CASE STUDY #3

Managed Care Company Implements Tiered Approach to Search and Reaches Beyond Healthcare

Opportunity
The Southwest-based claims processing operation of the nation’s second largest managed care company needed a new General Manager. The company had already terminated one General Manager due to lackluster claims performance as compared to other regions.

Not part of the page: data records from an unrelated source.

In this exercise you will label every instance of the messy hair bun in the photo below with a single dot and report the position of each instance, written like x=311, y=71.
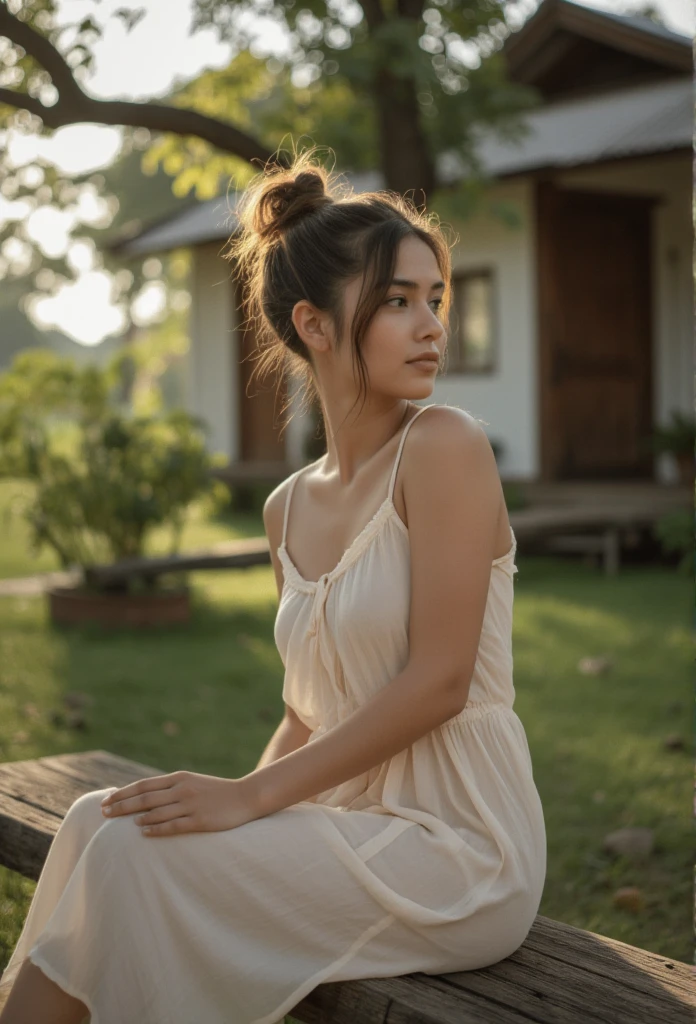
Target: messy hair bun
x=285, y=202
x=301, y=233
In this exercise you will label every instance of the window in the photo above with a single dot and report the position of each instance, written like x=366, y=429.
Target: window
x=472, y=339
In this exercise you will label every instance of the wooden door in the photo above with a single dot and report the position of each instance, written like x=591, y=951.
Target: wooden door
x=260, y=399
x=595, y=333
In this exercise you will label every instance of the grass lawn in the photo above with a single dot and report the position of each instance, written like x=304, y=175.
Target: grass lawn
x=208, y=697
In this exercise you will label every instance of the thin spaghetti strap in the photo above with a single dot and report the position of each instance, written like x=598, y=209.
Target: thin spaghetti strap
x=293, y=481
x=392, y=481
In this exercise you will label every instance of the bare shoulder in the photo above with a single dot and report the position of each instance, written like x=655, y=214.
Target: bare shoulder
x=273, y=511
x=447, y=441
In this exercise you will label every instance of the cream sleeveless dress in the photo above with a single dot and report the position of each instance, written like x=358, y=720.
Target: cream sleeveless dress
x=432, y=861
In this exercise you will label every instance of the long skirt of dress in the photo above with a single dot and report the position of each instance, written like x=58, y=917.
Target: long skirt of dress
x=236, y=927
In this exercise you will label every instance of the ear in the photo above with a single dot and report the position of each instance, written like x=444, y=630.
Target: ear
x=312, y=326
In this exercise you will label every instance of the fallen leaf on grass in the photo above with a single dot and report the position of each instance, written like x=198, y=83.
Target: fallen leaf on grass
x=31, y=711
x=595, y=666
x=77, y=699
x=628, y=898
x=636, y=844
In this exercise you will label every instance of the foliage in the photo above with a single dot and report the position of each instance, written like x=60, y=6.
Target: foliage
x=678, y=436
x=102, y=477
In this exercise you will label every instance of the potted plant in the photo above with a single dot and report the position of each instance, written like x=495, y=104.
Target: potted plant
x=678, y=437
x=102, y=479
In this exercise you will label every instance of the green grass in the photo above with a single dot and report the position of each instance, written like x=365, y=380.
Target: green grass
x=597, y=742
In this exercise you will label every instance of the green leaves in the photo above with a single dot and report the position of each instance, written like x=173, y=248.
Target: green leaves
x=102, y=477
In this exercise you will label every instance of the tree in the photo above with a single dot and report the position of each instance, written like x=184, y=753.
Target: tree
x=382, y=83
x=395, y=61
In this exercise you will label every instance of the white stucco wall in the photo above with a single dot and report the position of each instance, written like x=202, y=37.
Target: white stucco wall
x=668, y=177
x=213, y=366
x=506, y=398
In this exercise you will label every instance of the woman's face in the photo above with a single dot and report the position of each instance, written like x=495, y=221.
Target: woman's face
x=405, y=326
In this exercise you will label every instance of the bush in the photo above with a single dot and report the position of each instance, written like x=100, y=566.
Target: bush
x=102, y=478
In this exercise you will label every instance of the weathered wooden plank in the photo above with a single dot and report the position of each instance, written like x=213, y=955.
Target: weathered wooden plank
x=244, y=553
x=641, y=970
x=36, y=795
x=561, y=974
x=404, y=999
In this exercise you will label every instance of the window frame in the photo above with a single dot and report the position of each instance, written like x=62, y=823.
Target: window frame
x=461, y=369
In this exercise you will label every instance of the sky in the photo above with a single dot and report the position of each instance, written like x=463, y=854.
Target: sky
x=83, y=310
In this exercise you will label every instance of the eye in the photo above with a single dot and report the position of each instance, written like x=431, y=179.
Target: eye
x=402, y=298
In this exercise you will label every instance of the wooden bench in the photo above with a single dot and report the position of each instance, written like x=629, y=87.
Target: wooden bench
x=560, y=975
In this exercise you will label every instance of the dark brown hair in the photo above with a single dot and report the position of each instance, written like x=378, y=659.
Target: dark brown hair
x=302, y=235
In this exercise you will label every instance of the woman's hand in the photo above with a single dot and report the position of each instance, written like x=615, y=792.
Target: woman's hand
x=183, y=802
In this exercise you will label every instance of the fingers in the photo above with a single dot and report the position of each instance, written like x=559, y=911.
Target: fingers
x=142, y=802
x=175, y=826
x=142, y=785
x=166, y=812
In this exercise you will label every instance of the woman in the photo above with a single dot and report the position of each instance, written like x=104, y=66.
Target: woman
x=392, y=823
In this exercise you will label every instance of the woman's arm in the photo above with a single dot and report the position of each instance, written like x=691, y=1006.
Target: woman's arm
x=453, y=499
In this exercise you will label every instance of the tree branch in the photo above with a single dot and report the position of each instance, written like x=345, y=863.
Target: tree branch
x=374, y=12
x=410, y=8
x=41, y=49
x=23, y=101
x=76, y=107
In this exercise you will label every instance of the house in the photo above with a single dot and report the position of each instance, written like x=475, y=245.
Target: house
x=572, y=330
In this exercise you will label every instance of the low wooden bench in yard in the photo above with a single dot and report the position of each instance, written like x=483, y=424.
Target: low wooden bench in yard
x=560, y=975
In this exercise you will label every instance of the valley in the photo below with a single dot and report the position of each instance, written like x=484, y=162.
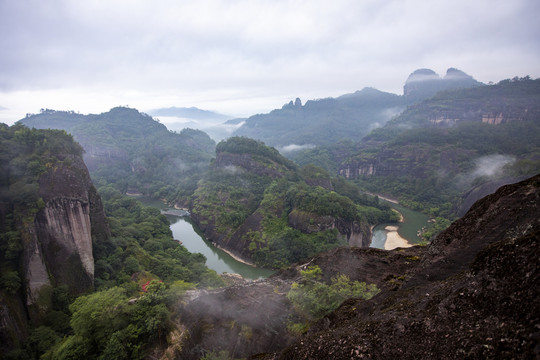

The new executive would manage some 500 employees in an intense, high-volume environment involving the processing of electronic, telephonic and paper transactions.

Solution

  • Recruit directly out of competing managed care companies with similar employee numbers and transaction volume
  • Identify alternatives to finding candidates within similarly sized healthcare operations.
  • Seek out candidates from high-transaction environments within other industries.
  • Work closely with consultants who specialize in the claims business.

Implementation

  • Identify expectations and sources of candidates and referrals with corporate executives.
  • Document expectations, style and cultural issues with regional team members.
  • Broker and blend corporate and regional expectations, goals, needs, preferences, and solutions.
  • Create a written profile featuring expectations, challenges, cultural dynamics and a position description.
  • Develop and refine a tiered search strategy: (1) healthcare claims processing, (2) high-transaction environments outside of healthcare, (3) suppliers of claims processing technologies, and (4) associations and opinion leaders.

Results

  • The candidate was hired and working within 55 days of the signed search engagement.
  • The new general manager was hired away from a well-known, Fortune 100 company with a reputation for handling large volume transactions.

Lessons Learned

  • Consult corporate and regional offices on needs, goals and expectations for candidates, making sure all parties are on the same page.
  • Look beyond obvious or likely sources of prospects.
  • Evaluate the constraints and opportunities of searching for candidates outside of healthcare.
  • Consider a multi-tiered approach to search, beginning with your own industry and then branching out to similar environments in other industries.
  • Tap vendors, societies, and associations as referral sources.
  • Seek candidates who may come from outside of healthcare, but who have some healthcare experience.
  • Hire the best and the brightest—no matter what their industry. “These individuals typically have a short runway to learning a new business,” says Brad Newpoff, CEO of BeechTree Partners.